Here is an example ... from the sub-prime melt-down ... in theory everyone loses ... but in practice there are some that do very well. As the New York Times put it:
March 30, 2008This did not come about by accident ... I would argue that the system has been carefully put together by professionals who understand the power of the system, and have designed a process that is in the interest of the insiders and the most costly to society as a whole.
The Foreclosure Machine
By GRETCHEN MORGENSON and JONATHAN D. GLATER
NOBODY wins when a home enters foreclosure — neither the borrower, who is evicted, nor the lender, who takes a loss when the home is resold. That’s the conventional wisdom, anyway.
The reality is very different. Behind the scenes in these dramas, a small army of law firms and default servicing companies, who represent mortgage lenders, have been raking in mounting profits. These little-known firms assess legal fees and a host of other charges, calculate what the borrowers owe and draw up the documents required to remove them from their homes.
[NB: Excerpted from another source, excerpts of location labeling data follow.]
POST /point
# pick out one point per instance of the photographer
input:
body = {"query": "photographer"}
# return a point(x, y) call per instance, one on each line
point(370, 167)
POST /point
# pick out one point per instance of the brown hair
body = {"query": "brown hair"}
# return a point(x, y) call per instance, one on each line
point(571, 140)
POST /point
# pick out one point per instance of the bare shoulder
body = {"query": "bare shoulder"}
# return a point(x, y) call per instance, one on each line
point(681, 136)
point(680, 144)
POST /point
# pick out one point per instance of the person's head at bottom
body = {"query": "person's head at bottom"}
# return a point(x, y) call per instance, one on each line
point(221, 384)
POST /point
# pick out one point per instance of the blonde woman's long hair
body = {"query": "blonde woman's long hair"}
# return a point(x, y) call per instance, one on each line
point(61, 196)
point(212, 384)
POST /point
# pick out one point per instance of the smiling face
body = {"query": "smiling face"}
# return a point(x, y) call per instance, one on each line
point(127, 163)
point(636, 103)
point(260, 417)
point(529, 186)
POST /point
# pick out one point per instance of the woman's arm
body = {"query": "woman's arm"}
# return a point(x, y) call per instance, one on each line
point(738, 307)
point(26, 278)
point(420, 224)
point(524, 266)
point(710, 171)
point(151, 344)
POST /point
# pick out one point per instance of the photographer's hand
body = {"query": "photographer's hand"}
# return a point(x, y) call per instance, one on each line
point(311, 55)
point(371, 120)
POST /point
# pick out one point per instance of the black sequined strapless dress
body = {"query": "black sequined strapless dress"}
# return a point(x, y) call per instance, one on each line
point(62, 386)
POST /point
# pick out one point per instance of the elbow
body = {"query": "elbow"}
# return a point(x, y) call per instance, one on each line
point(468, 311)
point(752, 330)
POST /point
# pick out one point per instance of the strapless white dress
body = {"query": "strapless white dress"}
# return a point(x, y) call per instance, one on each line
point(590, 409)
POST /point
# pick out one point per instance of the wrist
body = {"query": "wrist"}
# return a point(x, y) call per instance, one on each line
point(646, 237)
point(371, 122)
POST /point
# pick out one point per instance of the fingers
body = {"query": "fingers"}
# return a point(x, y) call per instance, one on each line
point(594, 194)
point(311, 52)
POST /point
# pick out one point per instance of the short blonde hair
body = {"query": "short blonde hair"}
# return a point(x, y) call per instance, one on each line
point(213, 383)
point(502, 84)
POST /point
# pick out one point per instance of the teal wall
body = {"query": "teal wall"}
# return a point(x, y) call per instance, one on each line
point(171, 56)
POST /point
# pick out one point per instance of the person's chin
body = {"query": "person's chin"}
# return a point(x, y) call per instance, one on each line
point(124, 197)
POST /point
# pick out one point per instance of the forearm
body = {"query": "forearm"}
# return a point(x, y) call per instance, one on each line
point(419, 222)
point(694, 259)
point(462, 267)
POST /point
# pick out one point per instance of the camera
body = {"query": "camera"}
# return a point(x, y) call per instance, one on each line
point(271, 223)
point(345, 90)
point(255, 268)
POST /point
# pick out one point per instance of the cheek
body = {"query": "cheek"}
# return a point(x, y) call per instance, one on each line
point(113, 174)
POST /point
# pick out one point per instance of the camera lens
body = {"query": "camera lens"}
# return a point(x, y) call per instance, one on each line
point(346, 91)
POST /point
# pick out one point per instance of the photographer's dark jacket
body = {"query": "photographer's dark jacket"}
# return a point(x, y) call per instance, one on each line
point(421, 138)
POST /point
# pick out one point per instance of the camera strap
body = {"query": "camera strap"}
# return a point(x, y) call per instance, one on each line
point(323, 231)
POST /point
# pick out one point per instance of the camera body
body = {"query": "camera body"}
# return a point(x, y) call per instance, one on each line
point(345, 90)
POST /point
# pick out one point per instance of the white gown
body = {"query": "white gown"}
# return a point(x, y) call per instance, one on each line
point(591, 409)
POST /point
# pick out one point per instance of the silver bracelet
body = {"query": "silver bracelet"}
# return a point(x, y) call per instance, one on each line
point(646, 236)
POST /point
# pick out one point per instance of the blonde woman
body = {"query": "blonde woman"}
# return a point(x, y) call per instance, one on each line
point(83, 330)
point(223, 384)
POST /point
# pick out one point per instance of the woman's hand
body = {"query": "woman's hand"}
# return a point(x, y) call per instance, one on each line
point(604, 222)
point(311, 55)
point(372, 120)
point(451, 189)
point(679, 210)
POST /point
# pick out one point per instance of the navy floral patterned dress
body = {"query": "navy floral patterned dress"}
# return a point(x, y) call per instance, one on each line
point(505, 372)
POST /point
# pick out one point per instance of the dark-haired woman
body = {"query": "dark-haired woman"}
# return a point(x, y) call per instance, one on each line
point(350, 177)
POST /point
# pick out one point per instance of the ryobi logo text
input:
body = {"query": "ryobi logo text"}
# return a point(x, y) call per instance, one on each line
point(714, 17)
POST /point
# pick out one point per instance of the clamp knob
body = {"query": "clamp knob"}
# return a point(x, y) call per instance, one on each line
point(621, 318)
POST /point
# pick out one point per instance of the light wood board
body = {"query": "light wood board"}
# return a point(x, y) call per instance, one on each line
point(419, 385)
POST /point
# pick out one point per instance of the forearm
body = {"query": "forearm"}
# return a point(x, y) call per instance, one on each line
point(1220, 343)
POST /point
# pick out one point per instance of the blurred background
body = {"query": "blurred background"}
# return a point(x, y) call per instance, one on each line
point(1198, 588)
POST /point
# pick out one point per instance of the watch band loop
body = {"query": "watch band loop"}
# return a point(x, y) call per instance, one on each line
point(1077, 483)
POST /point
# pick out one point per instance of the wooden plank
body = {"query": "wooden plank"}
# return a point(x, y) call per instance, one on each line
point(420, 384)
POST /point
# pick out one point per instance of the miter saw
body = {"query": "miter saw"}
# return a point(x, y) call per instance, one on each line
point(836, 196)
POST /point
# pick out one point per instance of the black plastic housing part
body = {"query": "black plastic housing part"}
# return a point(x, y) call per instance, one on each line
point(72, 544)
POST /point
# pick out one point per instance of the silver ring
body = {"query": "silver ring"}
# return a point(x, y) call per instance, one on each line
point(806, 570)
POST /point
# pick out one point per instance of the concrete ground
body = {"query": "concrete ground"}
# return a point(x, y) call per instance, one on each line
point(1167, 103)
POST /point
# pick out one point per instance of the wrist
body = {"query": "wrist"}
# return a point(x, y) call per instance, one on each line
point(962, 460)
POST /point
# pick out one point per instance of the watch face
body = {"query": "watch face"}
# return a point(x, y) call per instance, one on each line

Muriel Siebert ... who became well known, I beleve, as the first lady member of the New York Stock Exchange ... and subsequently became the New York State Banking Commissioner help get State legislation passed to control the interest rate and fee abuses of credit card companies. Arguably, this was good law and served society well. It has been totally ineffective because the credit card issuers were able to move their "legal" residence to locations where there was little or no banking or credit card regulation ... and a convenient "loophole in the law" allows these organizations to go on with their business in New York State as if there were no New York banking laws.
American leadershop and the corporate world frequently talks about the importance of "Rule of Law" ... but sadly, the law has the power to protect the guilty ... and as time goes by gets more and more confusing and less and less pro-society. This is a dangerous development with consequences that are difficult to predict with certainty ... and needs attention.